Non, en définitive, notre joie ne nous trompe pas. Notre retour est bien réel. Nous pouvons nous livrer sans hésiter au bonheur qu'il nous donne. D'abord, d'autres nous assurent de sa réalité. En outre, une figure sensible de ce bonheur s'offre à nous pour peu que nous prêtions attention aux travaux qui rythment la vie des cultivateurs.

Clamart, le 19 mars 2005

SUITE 1

Le retour et la moisson - Aller et venir, c'est toujours se déplacer. Semer et moissonner ont ceci de commun d'être un geste. Mais venir peut sembler n'être que l'inverse d'aller. Or, il n'en va pas de même de moissonner par rapport à semer. En effet, s'il n'y a rien de plus dans venir que dans aller, sinon qu'aller est revenir, c'est-à-dire encore venir, moissonner en revanche, est sans commune mesure avec semer. Pourtant il y a bien un lien entre moissonner et semer. Ce lien, c'est le devenir, un devenir qui porte en lui l'avènement de quelque chose qui n'était pas là initialement. La moisson rend manifeste une transformation qui s'est produite à partir des semailles. Or, cette transformation n'est pas comparable au déplacement qui est commun à aller et à venir, puisque venir ne change rien à aller ou, tout au plus, annule le mouvement d'aller. Même si cette annulation n'est pas négligeable, elle n'a rien à voir avec la moisson, qui n'est pas l'annulation des semailles.
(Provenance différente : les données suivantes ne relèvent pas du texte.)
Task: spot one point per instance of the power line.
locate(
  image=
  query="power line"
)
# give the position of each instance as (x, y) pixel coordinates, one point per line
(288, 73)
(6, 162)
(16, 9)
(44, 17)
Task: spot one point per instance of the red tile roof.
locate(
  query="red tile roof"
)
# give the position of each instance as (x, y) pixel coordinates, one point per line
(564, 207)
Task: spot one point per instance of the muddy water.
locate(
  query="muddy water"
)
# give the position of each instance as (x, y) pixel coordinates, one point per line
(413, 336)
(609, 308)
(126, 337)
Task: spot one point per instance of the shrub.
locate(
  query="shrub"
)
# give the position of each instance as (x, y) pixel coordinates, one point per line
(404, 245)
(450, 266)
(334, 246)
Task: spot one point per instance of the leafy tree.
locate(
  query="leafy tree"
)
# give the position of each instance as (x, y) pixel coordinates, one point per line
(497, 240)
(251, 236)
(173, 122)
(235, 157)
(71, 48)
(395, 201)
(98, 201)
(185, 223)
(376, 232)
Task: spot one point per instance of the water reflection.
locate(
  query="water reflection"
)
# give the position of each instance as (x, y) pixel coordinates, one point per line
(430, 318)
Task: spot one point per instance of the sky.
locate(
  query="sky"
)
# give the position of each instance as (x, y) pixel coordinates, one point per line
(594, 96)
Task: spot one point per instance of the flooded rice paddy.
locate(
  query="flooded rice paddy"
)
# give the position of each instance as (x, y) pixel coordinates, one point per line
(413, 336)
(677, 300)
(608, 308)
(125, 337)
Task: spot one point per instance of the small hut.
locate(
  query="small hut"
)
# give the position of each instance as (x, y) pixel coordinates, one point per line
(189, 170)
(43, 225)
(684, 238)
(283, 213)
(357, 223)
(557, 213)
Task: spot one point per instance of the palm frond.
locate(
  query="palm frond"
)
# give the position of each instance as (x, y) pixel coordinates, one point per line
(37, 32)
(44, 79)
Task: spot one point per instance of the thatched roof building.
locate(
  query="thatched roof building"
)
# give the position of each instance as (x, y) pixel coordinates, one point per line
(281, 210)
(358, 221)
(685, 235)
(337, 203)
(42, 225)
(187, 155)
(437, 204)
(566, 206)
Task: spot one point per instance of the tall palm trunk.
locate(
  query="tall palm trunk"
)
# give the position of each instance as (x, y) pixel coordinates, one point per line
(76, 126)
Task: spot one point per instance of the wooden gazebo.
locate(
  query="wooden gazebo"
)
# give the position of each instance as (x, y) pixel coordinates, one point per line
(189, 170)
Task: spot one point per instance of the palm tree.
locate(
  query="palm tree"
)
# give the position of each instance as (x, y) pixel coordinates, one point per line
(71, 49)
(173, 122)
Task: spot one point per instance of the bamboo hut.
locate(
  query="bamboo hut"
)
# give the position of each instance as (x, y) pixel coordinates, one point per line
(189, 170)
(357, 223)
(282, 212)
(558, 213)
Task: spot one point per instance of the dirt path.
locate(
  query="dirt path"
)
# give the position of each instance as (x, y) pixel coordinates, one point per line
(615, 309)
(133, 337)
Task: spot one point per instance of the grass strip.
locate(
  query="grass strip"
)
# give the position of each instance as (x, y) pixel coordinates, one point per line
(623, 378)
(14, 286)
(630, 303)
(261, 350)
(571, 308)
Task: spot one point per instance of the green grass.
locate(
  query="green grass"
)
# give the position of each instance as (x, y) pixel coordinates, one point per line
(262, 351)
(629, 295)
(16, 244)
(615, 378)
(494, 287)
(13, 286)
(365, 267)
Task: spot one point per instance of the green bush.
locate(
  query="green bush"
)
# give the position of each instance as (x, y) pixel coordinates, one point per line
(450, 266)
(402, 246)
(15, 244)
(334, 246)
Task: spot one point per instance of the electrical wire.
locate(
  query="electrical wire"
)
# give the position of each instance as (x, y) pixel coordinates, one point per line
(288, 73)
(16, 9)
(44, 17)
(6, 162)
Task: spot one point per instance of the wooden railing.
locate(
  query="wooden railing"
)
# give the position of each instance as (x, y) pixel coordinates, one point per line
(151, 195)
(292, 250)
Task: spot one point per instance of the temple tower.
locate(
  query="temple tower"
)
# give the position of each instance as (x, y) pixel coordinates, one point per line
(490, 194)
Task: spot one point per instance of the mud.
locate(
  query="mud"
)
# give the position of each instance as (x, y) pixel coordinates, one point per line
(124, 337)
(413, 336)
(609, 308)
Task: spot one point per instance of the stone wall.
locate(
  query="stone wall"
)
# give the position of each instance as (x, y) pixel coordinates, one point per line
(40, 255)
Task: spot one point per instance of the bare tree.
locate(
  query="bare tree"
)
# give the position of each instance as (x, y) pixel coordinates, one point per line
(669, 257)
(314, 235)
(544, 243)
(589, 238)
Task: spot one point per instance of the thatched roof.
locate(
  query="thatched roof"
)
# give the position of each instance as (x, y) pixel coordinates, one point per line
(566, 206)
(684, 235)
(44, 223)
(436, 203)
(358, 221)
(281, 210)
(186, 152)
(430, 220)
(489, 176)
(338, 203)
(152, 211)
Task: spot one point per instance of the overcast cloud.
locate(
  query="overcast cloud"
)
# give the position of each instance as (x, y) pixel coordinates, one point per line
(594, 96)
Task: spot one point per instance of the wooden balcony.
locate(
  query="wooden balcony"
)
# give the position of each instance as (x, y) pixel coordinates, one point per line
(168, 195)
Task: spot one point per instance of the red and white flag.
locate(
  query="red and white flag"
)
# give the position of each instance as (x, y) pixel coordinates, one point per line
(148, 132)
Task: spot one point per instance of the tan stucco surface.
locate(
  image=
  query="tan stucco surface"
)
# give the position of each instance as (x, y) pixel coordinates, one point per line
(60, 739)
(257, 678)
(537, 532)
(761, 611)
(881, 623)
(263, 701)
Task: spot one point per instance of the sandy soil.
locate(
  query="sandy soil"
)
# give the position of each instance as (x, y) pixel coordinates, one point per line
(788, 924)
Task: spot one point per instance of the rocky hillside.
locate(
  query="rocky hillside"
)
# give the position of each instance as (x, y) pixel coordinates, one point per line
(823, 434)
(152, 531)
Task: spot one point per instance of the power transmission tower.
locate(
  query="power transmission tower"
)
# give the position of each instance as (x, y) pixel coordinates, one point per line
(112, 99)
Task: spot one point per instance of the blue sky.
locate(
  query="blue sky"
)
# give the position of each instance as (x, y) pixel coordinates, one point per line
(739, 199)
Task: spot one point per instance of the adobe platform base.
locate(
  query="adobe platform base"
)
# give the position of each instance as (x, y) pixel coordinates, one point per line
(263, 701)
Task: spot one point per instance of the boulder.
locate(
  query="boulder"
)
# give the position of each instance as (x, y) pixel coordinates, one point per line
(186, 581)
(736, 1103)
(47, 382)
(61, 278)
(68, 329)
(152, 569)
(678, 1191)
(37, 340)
Voilà de quoi méditer sur le retour à Sion.

Tout se passe comme si le départ de Sion était le moment des semailles, tandis que le retour est celui de la moisson. Entre les deux moments un fruit a été produit. La production de ce fruit empêche que l'on considère le retour comme un aller à rebours. Entre les semailles et la moisson il y a la différence d'une fécondité : du neuf est advenu.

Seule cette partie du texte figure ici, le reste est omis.